Лев Николаевич Толстой Во весь экран Воскресение (1899)

Приостановить аудио

Выслушав рассказ старика, Нехлюдов встал и пошел на то место, которое берег для него Тарас.

– Что ж, барин, садитесь. Мы мешок сюда примем, – ласково сказал, взглянув вверх, в лицо Нехлюдова, сидевший напротив Тараса садовник.

– В тесноте, да не в обиде, – сказал певучим голосом улыбающийся Тарас и, как перышко, своими сильными руками поднял свой двухпудовый мешок и перенес его к окну. – Места много, а то и постоять можно, и под лавкой можно. Уж на что покойно.

А то вздорить! – говорил он, сияя добродушием и ласковостью.

Тарас говорил про себя, что, когда он не выпьет, у него слов нет, а что у него от вина находятся слова хорошие и он все сказать может.

И действительно, в трезвом состоянии Тарас больше молчал; когда же выпивал, что случалось с ним редко и только в особенных случаях, то делался особенно приятно разговорчив.

Он говорил тогда и много и хорошо, с большой простотою, правдивостью и, главное, ласковостью, которая так и светилась из его добрых голубых глаз и не сходящей с губ приветливой улыбки.

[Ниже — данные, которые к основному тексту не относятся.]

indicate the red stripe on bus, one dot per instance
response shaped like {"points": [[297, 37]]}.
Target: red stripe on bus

В таком состоянии он был сегодня.

Приближение Нехлюдова на минуту остановило его речь. Но, устроив мешок, он сел по-прежнему и, положив сильные рабочие руки на колени, глядя прямо в глаза садовнику, продолжал свой рассказ.

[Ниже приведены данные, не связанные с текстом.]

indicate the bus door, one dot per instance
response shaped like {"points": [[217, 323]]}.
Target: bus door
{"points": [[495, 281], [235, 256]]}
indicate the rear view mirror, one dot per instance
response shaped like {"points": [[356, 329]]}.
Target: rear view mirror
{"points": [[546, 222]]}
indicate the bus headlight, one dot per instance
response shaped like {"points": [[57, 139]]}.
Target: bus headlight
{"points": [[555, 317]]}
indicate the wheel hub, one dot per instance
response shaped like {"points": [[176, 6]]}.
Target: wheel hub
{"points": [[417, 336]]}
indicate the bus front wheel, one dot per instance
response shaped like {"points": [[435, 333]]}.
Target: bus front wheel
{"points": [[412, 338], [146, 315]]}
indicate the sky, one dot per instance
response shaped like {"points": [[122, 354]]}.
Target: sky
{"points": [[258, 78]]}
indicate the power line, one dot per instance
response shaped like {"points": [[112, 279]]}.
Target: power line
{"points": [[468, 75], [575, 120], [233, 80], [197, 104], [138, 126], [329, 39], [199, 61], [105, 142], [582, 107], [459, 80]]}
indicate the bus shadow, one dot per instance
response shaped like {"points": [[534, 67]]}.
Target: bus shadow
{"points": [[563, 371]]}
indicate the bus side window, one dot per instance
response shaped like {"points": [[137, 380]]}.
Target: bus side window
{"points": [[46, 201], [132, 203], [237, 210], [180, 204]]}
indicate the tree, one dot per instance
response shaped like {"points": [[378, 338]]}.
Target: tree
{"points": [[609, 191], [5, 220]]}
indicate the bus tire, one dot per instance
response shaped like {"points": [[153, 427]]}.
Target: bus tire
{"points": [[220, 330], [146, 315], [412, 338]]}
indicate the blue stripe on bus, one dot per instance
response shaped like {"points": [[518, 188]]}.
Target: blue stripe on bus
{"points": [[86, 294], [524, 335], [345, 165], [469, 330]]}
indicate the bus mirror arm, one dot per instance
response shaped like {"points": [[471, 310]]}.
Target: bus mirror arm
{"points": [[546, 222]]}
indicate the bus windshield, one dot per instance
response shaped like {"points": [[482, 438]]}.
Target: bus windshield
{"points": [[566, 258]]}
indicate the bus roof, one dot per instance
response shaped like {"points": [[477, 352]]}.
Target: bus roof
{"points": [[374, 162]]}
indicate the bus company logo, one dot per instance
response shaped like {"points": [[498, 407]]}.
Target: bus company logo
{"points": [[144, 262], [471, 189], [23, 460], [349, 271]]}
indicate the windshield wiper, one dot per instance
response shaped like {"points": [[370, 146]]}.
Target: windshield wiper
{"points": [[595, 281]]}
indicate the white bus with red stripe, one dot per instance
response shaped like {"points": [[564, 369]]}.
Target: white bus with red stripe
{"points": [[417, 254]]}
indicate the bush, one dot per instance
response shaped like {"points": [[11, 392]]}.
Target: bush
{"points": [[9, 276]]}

Он рассказывал своему новому знакомому во всех подробностях историю своей жены, за что ее ссылали и почему он теперь ехал за ней в Сибирь.

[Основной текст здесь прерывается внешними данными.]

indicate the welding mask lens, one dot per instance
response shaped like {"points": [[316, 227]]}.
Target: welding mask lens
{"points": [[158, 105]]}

Нехлюдов никогда не слыхал в подробности этого рассказа и потому с интересом слушал.

Он застал рассказ в том месте, когда отравление уже совершилось и в семье узнали, что сделала это Федосья.

– Это я про свое горе рассказываю, – сказал Тарас, задушевно дружески обращаясь к Нехлюдову. – Человек такой попался душевный, – разговорились, я и сказываю.

– Да, да, – сказал Нехлюдов.

– Ну, вот таким манером, братец ты мой, узналось дело.

Взяла матушка лепешку эту самую.

«Иду, говорит, к уряднику».

Батюшка у меня старик правильный.

«Погоди, говорит, старуха, бабенка – робенок вовсе, сама не знала, что делала, пожалеть надо.

Она, може, опамятуется».

Куды тебе, не приняла слов никаких.

«Пока мы ее держать будем, она, говорит, нас, как тараканов, изведет».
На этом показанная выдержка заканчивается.